ARPU, ARPPU, and ARPDAU are the three revenue-per-user metrics, and mixing them up is the single most common error in monetization reporting. They share the same numerator — revenue over a period — and differ only in what they divide by. That one change in denominator answers a completely different question.
[[arpu]] (Average Revenue Per User) divides total revenue by *all* active users, paying and non-paying. It is the blended, dilution-inclusive number — the truest measure of "what is an average user worth?" and the one to compare against blended CPI in [[ltv]] and UA math.
[[arppu]] (Average Revenue Per Paying User) divides the same revenue by *paying users only*. It answers "how much does a customer who actually pays spend?" It is always higher than ARPU, and the ratio between them is exactly your paying-user share: ARPU = ARPPU × payer share.
[[arpdau]] (Average Revenue Per Daily Active User) divides one day's revenue by that day's daily active users. It is ARPU normalized to a single day — built for high-frequency products (free-to-play games especially) where daily active counts swing with campaigns, weekends, and content drops, and a monthly average would hide what is actually happening.
ARPU vs ARPPU vs ARPDAU at a glance
| Metric | Divides revenue by | Question it answers | Best used for |
|---|---|---|---|
| ARPU | All active users (paying + free) | What is an average user worth? | Blended health, LTV / UA math |
| ARPPU | Paying users only | How much does a payer spend? | Pricing, payer segments, whale analysis |
| ARPDAU | Daily active users (one day) | What does a day of engagement earn? | F2P live-ops, daily monetization, campaign reads |
All three share the same revenue numerator. Pick the denominator that matches the decision: the whole base (ARPU), the paying base (ARPPU), or a single day's active base (ARPDAU).
How they relate
The three are not independent — they are tied by identities. ARPU = ARPPU × paying-user share, so when ARPU moves you can decompose whether the payer mix or the per-payer spend changed. And ARPDAU is essentially daily ARPU: monthly ARPU is roughly ARPDAU × the number of active days per user per month. A product with ARPDAU of $0.05 whose users are active ~10 days a month lands near $0.50 monthly ARPU.
Reading them together is the diagnostic move. ARPU flat but ARPPU up → fewer payers each paying more (payer share shrinking). ARPU flat but ARPPU down → monetization is democratizing (more payers, lower spend each). ARPDAU down while ARPU holds → daily engagement is softening even though per-user value is steady.
When to use which
- ARPU — when comparing monetization to acquisition cost, sizing LTV, or reporting blended health. The number that includes the free-rider dilution every real business carries.

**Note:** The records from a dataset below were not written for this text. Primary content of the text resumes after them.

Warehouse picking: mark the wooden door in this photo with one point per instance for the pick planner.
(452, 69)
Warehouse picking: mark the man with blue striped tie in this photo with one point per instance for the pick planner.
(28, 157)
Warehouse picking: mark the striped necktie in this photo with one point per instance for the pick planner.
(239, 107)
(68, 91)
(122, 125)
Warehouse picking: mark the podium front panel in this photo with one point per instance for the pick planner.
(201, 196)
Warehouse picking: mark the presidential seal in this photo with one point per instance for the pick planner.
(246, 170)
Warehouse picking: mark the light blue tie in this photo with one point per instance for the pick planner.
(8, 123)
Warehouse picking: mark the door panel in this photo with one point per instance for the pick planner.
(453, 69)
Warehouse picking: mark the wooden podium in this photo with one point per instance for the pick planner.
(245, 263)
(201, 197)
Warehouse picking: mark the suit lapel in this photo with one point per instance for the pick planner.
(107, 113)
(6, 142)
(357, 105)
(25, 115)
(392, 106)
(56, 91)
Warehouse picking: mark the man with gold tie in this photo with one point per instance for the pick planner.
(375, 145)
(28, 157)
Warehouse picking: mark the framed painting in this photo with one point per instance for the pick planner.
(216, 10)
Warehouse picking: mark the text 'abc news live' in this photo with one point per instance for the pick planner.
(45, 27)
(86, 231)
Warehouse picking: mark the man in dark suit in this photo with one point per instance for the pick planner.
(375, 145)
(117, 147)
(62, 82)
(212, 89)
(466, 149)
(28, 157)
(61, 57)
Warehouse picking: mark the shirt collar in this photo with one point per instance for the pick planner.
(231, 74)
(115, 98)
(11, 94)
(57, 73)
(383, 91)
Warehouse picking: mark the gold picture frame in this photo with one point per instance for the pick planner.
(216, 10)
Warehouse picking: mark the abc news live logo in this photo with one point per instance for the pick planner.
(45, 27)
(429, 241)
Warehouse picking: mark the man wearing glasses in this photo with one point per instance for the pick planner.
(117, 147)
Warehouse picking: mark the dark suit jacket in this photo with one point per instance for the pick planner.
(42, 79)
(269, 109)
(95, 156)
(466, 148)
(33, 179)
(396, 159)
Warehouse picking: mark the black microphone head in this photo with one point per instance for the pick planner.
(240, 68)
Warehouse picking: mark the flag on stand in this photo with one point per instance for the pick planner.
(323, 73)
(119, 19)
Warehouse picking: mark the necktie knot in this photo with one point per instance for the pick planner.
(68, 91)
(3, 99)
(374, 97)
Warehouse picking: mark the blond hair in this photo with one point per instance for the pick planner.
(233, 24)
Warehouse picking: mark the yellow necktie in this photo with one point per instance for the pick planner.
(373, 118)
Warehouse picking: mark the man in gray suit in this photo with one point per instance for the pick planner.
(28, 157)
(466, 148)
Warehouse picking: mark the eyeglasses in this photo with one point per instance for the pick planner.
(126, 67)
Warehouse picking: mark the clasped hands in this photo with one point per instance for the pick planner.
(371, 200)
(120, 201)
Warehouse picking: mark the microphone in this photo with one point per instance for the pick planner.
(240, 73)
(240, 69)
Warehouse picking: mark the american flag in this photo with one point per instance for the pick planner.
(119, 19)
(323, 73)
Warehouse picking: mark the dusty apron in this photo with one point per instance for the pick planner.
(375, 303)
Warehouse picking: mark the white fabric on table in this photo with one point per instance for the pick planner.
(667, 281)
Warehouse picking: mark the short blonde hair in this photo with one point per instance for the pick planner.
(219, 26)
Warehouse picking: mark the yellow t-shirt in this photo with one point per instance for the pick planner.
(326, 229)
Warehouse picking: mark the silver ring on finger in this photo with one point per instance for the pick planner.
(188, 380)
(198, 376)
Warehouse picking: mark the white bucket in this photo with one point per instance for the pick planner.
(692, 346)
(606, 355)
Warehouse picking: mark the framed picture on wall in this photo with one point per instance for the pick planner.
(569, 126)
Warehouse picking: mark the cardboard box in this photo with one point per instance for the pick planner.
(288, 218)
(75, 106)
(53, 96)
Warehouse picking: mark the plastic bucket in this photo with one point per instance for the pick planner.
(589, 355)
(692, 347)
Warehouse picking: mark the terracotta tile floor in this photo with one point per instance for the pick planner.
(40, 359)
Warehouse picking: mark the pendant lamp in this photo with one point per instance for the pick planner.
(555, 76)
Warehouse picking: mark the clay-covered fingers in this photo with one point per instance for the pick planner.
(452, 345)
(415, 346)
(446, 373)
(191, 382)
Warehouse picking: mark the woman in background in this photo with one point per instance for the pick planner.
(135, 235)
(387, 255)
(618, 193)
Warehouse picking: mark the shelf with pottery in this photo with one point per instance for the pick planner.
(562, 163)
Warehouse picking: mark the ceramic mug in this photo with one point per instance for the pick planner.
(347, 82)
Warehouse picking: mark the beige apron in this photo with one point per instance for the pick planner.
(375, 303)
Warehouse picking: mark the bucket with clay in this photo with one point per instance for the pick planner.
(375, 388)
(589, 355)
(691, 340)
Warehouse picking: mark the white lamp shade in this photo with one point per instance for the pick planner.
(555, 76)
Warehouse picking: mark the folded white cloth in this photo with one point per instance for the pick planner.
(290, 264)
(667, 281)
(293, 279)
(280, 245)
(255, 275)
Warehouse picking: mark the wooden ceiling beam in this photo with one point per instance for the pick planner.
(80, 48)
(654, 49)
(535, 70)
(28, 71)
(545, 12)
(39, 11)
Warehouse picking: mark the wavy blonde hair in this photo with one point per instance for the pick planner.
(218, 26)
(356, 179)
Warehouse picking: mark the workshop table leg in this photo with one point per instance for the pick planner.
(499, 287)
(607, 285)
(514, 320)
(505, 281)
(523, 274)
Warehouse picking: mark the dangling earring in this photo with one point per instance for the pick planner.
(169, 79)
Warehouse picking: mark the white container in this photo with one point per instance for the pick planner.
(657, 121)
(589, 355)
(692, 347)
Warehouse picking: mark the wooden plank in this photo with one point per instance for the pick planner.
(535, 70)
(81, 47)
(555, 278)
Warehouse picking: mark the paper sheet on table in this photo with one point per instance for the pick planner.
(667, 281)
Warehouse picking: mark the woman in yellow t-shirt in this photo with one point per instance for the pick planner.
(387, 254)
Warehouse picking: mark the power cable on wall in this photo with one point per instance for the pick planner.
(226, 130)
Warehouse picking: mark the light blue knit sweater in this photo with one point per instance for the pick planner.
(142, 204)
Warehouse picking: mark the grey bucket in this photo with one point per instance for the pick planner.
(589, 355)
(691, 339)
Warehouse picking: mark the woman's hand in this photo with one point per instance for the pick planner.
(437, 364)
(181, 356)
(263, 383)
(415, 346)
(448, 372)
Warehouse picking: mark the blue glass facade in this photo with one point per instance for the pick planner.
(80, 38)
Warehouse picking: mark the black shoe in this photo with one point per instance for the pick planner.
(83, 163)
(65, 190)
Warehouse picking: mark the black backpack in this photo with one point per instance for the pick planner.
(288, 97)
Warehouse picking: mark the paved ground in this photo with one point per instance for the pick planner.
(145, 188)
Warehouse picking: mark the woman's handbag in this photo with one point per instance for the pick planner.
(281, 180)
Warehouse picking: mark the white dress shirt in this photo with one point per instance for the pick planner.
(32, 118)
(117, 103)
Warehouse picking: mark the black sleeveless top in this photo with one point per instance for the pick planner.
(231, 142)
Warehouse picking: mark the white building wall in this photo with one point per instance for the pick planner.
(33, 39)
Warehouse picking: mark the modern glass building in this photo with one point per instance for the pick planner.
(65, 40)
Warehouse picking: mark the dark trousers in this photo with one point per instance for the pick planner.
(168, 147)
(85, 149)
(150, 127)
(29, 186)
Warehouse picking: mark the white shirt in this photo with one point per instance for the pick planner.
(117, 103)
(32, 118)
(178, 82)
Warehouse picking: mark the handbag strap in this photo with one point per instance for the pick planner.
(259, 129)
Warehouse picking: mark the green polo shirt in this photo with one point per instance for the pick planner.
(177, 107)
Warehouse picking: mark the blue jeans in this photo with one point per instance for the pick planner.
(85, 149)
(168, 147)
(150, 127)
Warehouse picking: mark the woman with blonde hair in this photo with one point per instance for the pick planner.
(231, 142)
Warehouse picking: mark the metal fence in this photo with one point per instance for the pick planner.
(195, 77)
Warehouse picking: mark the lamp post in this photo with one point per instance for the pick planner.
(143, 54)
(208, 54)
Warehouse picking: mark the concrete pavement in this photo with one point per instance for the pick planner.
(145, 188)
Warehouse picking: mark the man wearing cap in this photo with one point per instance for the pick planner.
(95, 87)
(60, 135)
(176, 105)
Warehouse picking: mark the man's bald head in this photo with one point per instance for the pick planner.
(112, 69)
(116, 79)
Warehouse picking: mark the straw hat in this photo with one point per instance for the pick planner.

- ARPPU — when designing pricing, analyzing payer segments (median payer vs whale), or comparing monetization depth within a model. Never compare ARPPU across different models (subscription vs F2P) — the payer-share shapes are incomparable.
- ARPDAU — when running daily live-ops, reading campaign or content-drop impact, or monetizing a high-frequency product where daily swings matter. The default revenue KPI for free-to-play games.